During this time I also went through some troubleshooting processes. Here is one of that:
A particular server failed to respond. Some DBAs tried to restart but the service could not be re-started. Agent was trying to stop before SQL Server stops and that was on waiting. At this moment I got a chance to work with them in resolving the problems. I tried to check on SQL Server error log. I couldn’t even connect. I checked with task manager where it showed that SQL Server was using only a few MB of memory (less than 1 GB) but CPU usage was 70% - 80%
This is how I identified the error: I opened SQL Server Configuration Manager, and selected the SQL Server service. Opened the properties, switched to advanced tab and noticed the startup parameters. One parameter starts with –e option which states the path of error log. I opened the folder specified and opened the “errorlog” file (the file without an extension) using notepad. Even though the file is named as errorlog, the file contains most of the activities occurred on the server. I went right to the bottom and started reading from there. One constant error was like this: (I changed the path name and database name to protect the identity of the owners)
2009-10-09 10:47:14.31 spid52 Error: 823, Severity: 24, State: 2.
2009-10-09 10:47:14.31 spid52 The operating system returned error 21(The device is not ready.) to SQL Server during a read at offset 0x00000000374000 in file 'G:\MSSQL2K5\Data\TheDB_sysData.mdf'. Additional messages in the SQL Server error log and system event log may provide more detail.

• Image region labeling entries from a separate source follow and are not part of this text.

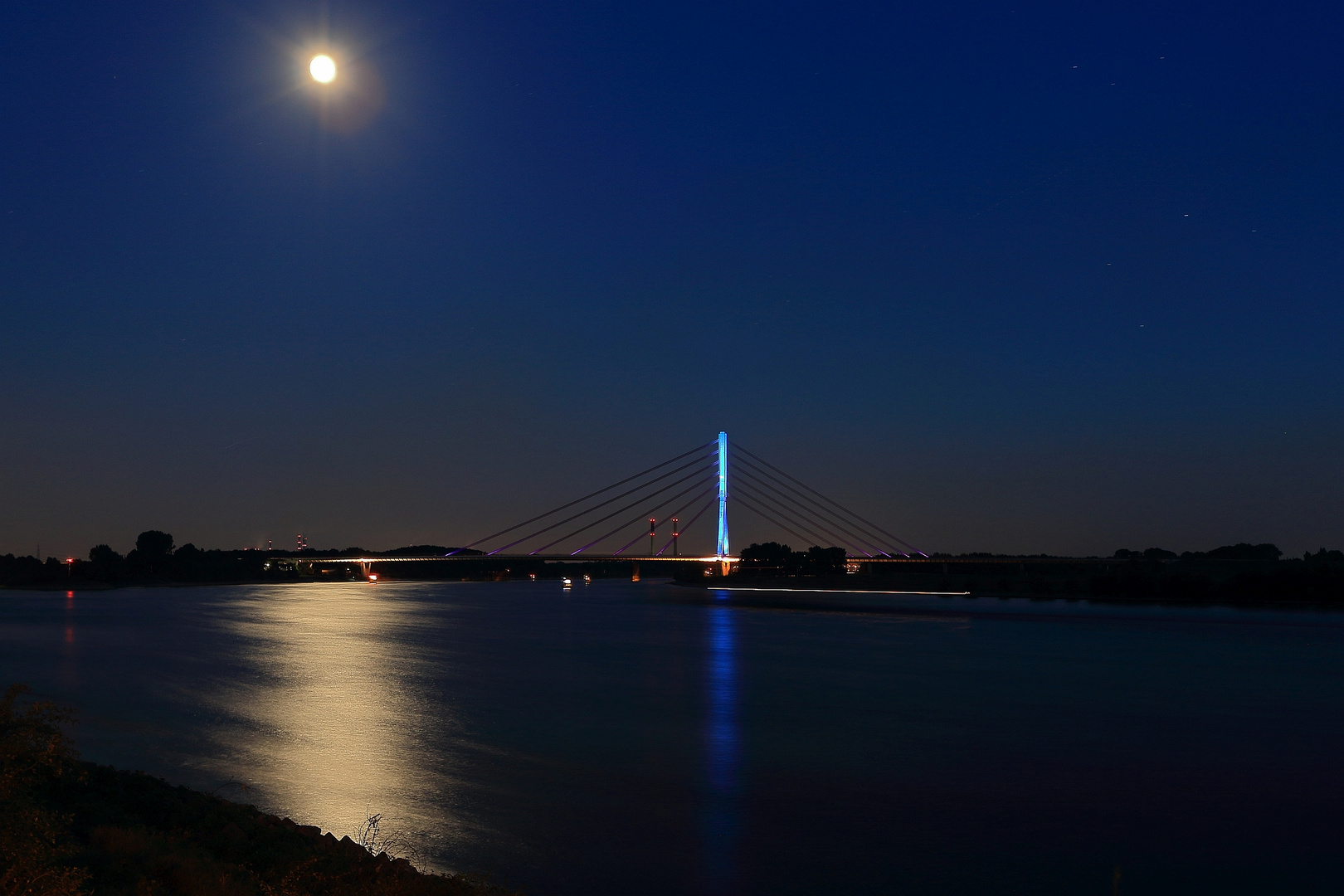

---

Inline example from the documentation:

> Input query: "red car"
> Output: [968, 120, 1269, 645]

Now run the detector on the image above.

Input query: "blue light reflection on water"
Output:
[704, 591, 742, 892]
[0, 582, 1344, 896]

This is a severe system-level error condition that threatens database integrity and must be corrected immediately. Complete a full database consistency check (DBCC CHECKDB). This error can be caused by many factors; for more information, see SQL Server Books Online.

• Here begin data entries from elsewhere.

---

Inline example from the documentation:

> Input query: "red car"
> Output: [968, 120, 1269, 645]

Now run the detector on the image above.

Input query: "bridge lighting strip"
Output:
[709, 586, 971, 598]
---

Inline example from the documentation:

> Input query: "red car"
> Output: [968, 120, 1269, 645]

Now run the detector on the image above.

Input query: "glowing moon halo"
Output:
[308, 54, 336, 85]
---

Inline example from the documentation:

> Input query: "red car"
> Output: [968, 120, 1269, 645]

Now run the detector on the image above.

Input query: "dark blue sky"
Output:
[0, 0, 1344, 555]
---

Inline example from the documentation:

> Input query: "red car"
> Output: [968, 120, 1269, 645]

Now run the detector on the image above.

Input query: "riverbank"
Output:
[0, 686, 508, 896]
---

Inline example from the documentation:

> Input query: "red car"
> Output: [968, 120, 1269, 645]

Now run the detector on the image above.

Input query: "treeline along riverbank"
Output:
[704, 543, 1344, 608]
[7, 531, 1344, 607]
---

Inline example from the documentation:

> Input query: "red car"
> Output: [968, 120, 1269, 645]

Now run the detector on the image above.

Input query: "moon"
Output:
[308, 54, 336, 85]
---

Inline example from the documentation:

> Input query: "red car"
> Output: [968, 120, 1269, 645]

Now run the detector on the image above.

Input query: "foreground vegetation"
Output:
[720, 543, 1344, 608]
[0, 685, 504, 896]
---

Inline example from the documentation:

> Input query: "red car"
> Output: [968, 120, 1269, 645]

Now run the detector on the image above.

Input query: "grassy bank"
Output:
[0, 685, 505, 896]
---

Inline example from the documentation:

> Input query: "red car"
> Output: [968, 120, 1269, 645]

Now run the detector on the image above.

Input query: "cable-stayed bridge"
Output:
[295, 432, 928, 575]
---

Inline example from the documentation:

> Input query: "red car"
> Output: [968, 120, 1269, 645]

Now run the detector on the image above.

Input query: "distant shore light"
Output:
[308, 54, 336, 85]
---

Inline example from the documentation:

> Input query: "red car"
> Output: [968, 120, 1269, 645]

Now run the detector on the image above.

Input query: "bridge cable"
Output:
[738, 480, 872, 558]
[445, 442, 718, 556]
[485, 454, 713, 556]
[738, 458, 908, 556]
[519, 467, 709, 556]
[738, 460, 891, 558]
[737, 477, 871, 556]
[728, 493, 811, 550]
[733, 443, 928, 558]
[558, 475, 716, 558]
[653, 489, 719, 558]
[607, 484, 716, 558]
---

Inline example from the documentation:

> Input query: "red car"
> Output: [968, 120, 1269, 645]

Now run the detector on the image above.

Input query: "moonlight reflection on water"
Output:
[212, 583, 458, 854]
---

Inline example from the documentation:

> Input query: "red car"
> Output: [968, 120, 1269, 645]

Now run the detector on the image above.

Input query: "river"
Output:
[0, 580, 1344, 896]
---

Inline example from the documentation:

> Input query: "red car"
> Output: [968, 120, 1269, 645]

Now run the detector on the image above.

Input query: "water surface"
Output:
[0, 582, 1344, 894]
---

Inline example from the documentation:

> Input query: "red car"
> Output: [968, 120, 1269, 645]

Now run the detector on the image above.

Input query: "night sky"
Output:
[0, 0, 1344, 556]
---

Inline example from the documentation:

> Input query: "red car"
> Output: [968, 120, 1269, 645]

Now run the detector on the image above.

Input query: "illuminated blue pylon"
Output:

What this error means? It was SQL Server was unable to read particular page of the database. Does that mean that the page is corrupted? It could be either yes or no. Even a connection failure to the disk while SQL Server was trying to read the particular page may cause this error.
How will you resolve the problem?
My ideal approach would be to connect to SQL Server using dedicated administrator connection and remove the database either my placing the database in emergency mode. When things get settle run DBCC CHECKDB command against the database and resolve the disk issues.

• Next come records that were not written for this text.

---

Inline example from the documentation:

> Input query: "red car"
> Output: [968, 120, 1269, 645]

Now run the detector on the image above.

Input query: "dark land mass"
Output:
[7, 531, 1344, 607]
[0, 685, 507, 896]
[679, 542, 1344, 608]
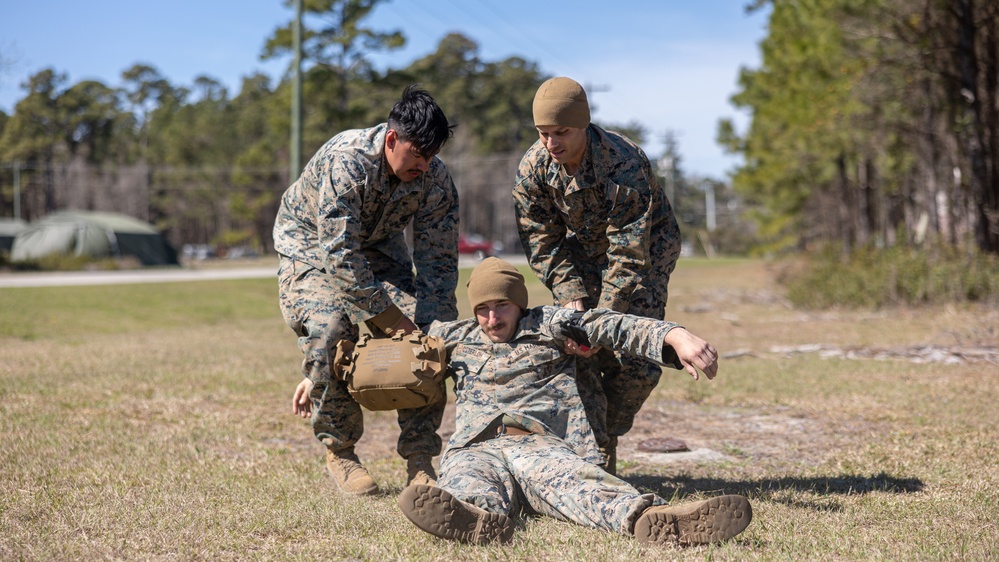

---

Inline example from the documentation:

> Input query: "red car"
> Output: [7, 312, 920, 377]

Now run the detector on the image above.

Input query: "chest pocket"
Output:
[448, 344, 492, 389]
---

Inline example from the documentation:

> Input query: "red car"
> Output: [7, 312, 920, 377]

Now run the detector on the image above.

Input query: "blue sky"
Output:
[0, 0, 766, 178]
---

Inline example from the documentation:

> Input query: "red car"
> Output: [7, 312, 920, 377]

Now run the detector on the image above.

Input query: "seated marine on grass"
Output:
[399, 258, 752, 545]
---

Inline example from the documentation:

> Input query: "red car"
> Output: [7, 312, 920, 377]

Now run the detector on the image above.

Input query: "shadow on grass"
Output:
[624, 472, 924, 511]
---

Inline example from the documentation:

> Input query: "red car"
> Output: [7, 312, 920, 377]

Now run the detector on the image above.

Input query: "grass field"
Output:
[0, 259, 999, 561]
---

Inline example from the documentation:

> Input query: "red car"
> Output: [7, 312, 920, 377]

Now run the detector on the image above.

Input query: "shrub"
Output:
[783, 245, 999, 308]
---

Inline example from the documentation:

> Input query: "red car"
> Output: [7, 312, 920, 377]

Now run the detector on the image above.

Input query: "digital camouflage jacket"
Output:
[513, 125, 680, 311]
[274, 123, 458, 324]
[427, 306, 682, 463]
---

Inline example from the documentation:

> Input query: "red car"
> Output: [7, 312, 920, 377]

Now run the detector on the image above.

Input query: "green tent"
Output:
[0, 219, 28, 252]
[10, 211, 179, 265]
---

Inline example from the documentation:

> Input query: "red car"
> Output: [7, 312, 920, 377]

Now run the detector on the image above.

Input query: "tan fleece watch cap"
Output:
[534, 76, 590, 129]
[465, 257, 527, 313]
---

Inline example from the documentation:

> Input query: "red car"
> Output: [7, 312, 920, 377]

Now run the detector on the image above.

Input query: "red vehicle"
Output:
[458, 234, 493, 261]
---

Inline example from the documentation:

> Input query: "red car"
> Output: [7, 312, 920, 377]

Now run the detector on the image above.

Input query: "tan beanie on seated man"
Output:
[534, 76, 590, 129]
[465, 257, 527, 314]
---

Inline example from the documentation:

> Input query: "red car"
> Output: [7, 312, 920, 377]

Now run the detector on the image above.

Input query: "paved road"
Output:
[0, 255, 527, 288]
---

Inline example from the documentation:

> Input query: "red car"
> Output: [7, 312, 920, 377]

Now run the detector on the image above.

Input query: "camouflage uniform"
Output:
[274, 123, 458, 457]
[428, 306, 681, 534]
[513, 125, 680, 446]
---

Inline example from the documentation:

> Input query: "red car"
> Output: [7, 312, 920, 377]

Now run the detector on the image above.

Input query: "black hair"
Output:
[388, 84, 454, 155]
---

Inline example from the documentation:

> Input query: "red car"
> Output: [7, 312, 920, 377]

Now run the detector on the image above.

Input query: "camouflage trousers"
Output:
[278, 252, 446, 458]
[576, 287, 664, 447]
[560, 236, 667, 449]
[437, 435, 665, 535]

A Couple of things prevented me from doing that. Firstly, during this process someone told me that the team responsible for the storage has upgraded the firmware of the disk subsystem. After that they have restarted the service and then ran into trouble. The next issue was I also saw similar errors against most of the databases. Thirdly, dedicated database connection was not enabled at that server.
So I declared emergency regulations and stopped the service using the crude method. Open using task manager and killed the process. I ran checkdisk against the disk to see whether it has produced any errors. As it was working fine, I restarted the service and things were smooth.
So what caused SQL Server say that it could not read the file? This is one of the common issues when you have large array of disks in your storage device. When you restart the storage device and SQL Server sand box, often SQL Server service gets started before the storage device is ready. At that time, SQL Server will continue to through the same error again and again even after the storage device is ready. The only option I have seen so far is to restart the service.